How can we change this failing grade? Ideally, I would clone myself so that I would be able to sit down with the teachers of these two students and plan lessons together that would allow these two lovely girls to be fully included. But since this is not yet possible (and I’m not sure I would want another me!) I need to figure out another way to make this happen. Even if it is for just one subject and one unit!

 

I am looking forward to exploring the remaining chapters, and getting into the strategies to support this move for my students. I know that they deserve the best education, the same quality of education as their peers. It is my job to be their support to ensure that this happens!

 

When you look at your school/class,what grade would you give to the inclusivity of it? How could you improve it?

Do you have any suggestions for the rest of us that do not have a passing grade in this area?


Posted December 31, 2018 by tiebcmembers in category Inclusion in Action

7 thoughts on “Chapter 5-Making Curriculum Achievable Through Modifications

  1. Carla Lowther

    Like you, Sarah, I can hardly wait to read the upcoming chapters: I want to know more specific strategies for making successful modifications!
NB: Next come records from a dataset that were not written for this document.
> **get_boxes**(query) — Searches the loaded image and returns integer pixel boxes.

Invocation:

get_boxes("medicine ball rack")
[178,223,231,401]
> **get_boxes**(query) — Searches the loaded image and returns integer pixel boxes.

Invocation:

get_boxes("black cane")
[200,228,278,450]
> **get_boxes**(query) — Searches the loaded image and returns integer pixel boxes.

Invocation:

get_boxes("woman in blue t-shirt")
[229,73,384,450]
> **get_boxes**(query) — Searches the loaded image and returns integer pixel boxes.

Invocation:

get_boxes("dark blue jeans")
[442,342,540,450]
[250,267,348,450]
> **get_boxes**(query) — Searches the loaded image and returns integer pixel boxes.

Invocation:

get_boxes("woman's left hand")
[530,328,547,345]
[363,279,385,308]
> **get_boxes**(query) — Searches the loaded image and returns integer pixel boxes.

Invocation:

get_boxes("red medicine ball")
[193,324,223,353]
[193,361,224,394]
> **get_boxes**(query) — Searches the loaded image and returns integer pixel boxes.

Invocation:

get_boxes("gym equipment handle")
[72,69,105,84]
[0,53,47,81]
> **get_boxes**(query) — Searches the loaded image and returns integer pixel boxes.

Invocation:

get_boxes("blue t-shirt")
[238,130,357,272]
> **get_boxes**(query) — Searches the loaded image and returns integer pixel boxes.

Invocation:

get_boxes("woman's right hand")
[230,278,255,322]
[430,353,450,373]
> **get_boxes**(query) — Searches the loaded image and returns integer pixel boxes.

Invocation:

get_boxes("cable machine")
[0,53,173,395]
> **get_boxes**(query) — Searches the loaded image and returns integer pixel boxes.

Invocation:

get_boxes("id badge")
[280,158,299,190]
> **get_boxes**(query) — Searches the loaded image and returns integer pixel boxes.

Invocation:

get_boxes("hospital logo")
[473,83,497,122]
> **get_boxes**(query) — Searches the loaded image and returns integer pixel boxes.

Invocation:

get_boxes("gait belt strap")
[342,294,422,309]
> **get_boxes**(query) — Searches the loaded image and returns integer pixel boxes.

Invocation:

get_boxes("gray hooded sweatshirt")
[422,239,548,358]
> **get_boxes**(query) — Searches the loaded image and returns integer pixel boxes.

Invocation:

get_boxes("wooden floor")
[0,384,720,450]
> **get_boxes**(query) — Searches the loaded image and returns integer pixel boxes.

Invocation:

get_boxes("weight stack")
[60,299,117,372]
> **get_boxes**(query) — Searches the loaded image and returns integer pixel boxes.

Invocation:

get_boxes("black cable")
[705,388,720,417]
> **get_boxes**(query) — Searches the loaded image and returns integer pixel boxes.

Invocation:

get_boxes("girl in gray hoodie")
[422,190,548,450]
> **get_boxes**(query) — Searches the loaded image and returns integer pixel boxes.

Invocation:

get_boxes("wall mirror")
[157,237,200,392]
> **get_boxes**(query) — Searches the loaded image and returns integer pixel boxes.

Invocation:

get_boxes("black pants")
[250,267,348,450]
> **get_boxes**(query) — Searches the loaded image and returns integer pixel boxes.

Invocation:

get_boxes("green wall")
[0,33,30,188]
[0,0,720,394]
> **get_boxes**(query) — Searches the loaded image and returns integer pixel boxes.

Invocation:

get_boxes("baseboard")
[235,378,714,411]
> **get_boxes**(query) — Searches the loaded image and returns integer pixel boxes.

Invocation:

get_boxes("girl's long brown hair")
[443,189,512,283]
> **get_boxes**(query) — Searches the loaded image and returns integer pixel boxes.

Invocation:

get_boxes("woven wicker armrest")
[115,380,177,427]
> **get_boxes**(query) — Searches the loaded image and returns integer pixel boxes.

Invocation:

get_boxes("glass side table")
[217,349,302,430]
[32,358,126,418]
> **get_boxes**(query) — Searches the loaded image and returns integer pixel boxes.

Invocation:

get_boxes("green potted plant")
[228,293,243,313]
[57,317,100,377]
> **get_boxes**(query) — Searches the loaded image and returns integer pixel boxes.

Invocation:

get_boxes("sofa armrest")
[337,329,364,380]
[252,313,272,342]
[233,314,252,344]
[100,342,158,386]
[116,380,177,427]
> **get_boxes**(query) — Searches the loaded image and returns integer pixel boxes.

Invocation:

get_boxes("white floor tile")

In SD#60, we have introduced Gr 4-7 for sure, and maybe up to Gr 10 classes, MAP Math. I was in a class where a child who I have known for 7 years and has profound learning issues (I do not know exactly what they were) was able to stay in the class, do the exact same work and page, but used a one digit number (6) instead of a 4 digit number like her peers. She was also the only student to get into negative numbers – which she could understand b/c of our winter temperatures here in Fort St. John!!. Her EA was ecstatic and said to me, “We need more learning like this going for her.” I really appreciated all the examples in this chapter but I do have some questions: 1. On page 51,Fig. 5.3 Where is the PBIS plan? 2. P 51 – Who is the core team and who is the whole team? 3. P 51 – Where is the time allotted for these people to meet as often as the Comments and other special needs section states? It cannot be after school b/c everyone is already overloaded with after school meetings, esp the LATs who are trying to keep track of “demanding” (p. 52, last sentence) – and I would argue ‘unreasonable’ “caseloads”.

    Reply
    1. tiebcmembers (Post author)

      I guess that this is the plight of the LARTs- demanding/unreasonable caseloads, countless meetings, and never enough time in which to manage it all. Your example of the child with profound learning issues is so uplifting! It would be great if these stories happened much more often!

      Reply
  2. Vanessa

    I really enjoyed reading this chapter…the whole time I was reading this book I was thinking of all the different students with special needs at our school and especially a Grade 5 boy with autism and a moderate cognitive delay. Every year as the academic demands increase, I find it harder to see him really included in his class. His teacher is happy to have him in the room but hasn’t designed the class in the UDL framework described in Chapter 4. The teacher is happy to have him in the class and participate in the class lessons but it seems to be up to the EA to modify everything for him. If the EA hasn’t prepared an activity for him related to what the class is doing he is left completely lost. It seems like in general our school’s practice is more like integration as opposed to inclusion which was described in Chapter 1. Students participate in activities like art or music but if the student can not, they work on an alternative program. I think to change this it starts with education and more pro-d for teachers on what inclusion is and tangible examples of UDL in practice. It also comes to funding and lack of resources and supports. Most of the teachers at my school are here at 8:00 am and stay til late, I think many teachers will say they don’t have any extra time to create modified materials but I think the chart on page 53 is really helpful to show that making modifications doesn’t need to be laborious. I’m looking forward to reading the next chapter on more specific strategies on making modifications!

    Reply
    1. tiebcmembers (Post author)

      There are similar situations in my school as well. The teachers are generally happy with having students with learning needs in their classes, but they do not differentiate their lessons in a way that these students can be successful, either because they do not know how or it is a lot of work, or whatever the reasons. I, also, like the chart on page 53. I believe I will start with this when supporting some of these teachers.

      Reply
    2. Carla Lowther

      I agree completely with Vanessa. We need appropriate Pro-D for all staff and enough funding to allow inclusion vs integration to really prosper.

      Reply
  3. Debra Swain

    There is a lot of information in this chapter and I will be rereading it. Time is certainly an issue when adapting or modifying curriculum. I found this challenging when I taught grade 4-5 one day a week even though I was an experienced learning support teacher. It is hard to stay on top of diverse learning needs in a classroom. I think we will have to ask each other what has been working and keep trying. Carol Fullerton has many ideas that work with different ability levels. Her books are also easy to follow and don’t require a lot of prep. I think as learning support specialists we need to be included in the in-service opportunities offered by districts so we can learn with our regular classroom colleagues.

    Reply
    1. tiebcmembers (Post author)

      I totally agree! When I worked in a classroompart time, I found that I had to put in all of my free time, leaving my Learning Assistance portion behind a bit more than I would have liked, just to stay on top of the planning for the variety of needs. I loved being in the classroom! It was very rewarding, but also very challenging. Carol Fullerton has a lot of wonderful resources to support the students in a variety of classes with a variety of levels.